Mr Brown insisted that throughout he had given the military the resources they needed for the campaign, providing an additional £8 billion since 2002 on top of a rising "core" defence budget.

"I said immediately to the prime minister that the military options that were under discussion, there should be no sense that there was a financial restraint that prevented us doing what was best for the military," he said.



"At any point, commanders were able to ask for equipment that they needed and I know of no occasion when they were turned down."



He acknowledged the concerns of the families of soldiers killed travelling in lightly armoured Snatch Land Rovers, but insisted the choice of the equipment used on particular operations was a matter for the military.

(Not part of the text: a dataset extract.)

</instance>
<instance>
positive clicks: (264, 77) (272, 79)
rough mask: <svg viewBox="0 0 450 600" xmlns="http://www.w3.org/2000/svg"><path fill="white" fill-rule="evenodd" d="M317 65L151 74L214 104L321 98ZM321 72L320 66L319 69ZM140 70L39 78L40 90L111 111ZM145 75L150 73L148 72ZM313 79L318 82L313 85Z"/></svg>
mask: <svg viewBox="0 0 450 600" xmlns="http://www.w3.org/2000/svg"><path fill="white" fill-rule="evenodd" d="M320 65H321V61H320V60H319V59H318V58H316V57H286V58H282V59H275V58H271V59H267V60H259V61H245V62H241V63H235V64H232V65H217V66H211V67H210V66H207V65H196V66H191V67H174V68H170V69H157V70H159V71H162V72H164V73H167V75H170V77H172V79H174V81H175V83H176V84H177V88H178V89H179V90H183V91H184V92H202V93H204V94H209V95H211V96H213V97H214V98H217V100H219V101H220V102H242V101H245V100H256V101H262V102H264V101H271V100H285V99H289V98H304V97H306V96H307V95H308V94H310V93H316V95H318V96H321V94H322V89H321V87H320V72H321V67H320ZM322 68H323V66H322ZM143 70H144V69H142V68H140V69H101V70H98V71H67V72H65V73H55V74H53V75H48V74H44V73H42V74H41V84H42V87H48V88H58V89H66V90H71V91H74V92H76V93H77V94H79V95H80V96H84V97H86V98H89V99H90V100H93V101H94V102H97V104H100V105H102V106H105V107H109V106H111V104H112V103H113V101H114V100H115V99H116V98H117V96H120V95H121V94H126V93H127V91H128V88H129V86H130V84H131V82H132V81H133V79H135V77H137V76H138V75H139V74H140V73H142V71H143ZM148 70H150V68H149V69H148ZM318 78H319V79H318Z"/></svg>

When the Ministry of Defence asked for better protected vehicles in 2006, he said he provided £90 million to enable the purchase of 150 Mastiff and Bulldog armoured vehicles.

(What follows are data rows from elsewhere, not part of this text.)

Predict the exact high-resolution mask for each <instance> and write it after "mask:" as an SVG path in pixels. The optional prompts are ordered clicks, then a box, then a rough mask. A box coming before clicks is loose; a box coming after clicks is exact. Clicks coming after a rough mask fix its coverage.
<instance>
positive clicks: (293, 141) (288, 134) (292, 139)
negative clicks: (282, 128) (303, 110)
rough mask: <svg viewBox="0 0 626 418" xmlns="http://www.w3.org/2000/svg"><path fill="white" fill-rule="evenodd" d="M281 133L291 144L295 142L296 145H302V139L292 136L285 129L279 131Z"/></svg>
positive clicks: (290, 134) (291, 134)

"That was a decision that military commanders could make only themselves. But once these new vehicles were asked for, they were offered and the money was paid, I think within months," he said.



He also defended the decision to curb defence spending following the invasion in 2003, after the MoD used new Whitehall accounting rules to claim that it had found £1.3 billion in efficiency savings to spend on new equipment.



"If we had had every department doing what the Ministry of Defence was doing, we would have had the extra cost of £12 billion which would be the equivalent of raising income tax by 3p in the pound," he said.



Although security was tight at the Queen Elizabeth II Conference Centre, where the hearing took place, there was little in the way of the protests which marked Mr Blair's appearance and Mr Brown was able to enter and leave by the front entrance.



Susan Smith, whose son Private Phillip Hewett died when his Snatch Land Rover was blown up in July 2005 and who was in the inquiry room for the hearing, said she was unimpressed by what she had heard.



"To be honest, I just get a feeling that some of it is spin. I imagine he's genuinely sorry, but is it for political reasons that he said it?," she said.









Shadow defence secretary Liam Fox said: "Gordon Brown was a member of the inner circle, but true to form he didn't want to take any responsibility for decisions which had negative consequences.



"He admitted that planning for the war was deficient, but with typical weasel words he tried to pin the blame on everyone else, above all the Americans. The Prime Minister put on a typically evasive performance, answering the questions he wanted to hear, rather than the questions which were put to him.



"There are still contradictions between what Gordon Brown said about defence spending, and what Geoff Hoon, Lord Walker, Lord Guthrie and Sir Kevin Tebbit have said. There have been consistent allegations that the 1998 Strategic Defence Review was underfunded, which were not addressed. There have been consistent allegations that, as Chancellor, Gordon Brown was so unsympathetic to the Armed Forces that he denied them what they needed for what the Government asked of them.



"Something does not add up here."



Liberal Democrat leader Nick Clegg said: "This was the day Gordon Brown finally had to come clean and admit that he believes the Iraq war was right.



"We now know we were betrayed by Gordon Brown and we were betrayed by the Labour Party.



"How can we trust a man who still believes that this illegal war and all the horror it has caused was right?



"When the Liberal Democrats were the only party to oppose this immoral invasion we didn't just speak for us, we spoke for the nation."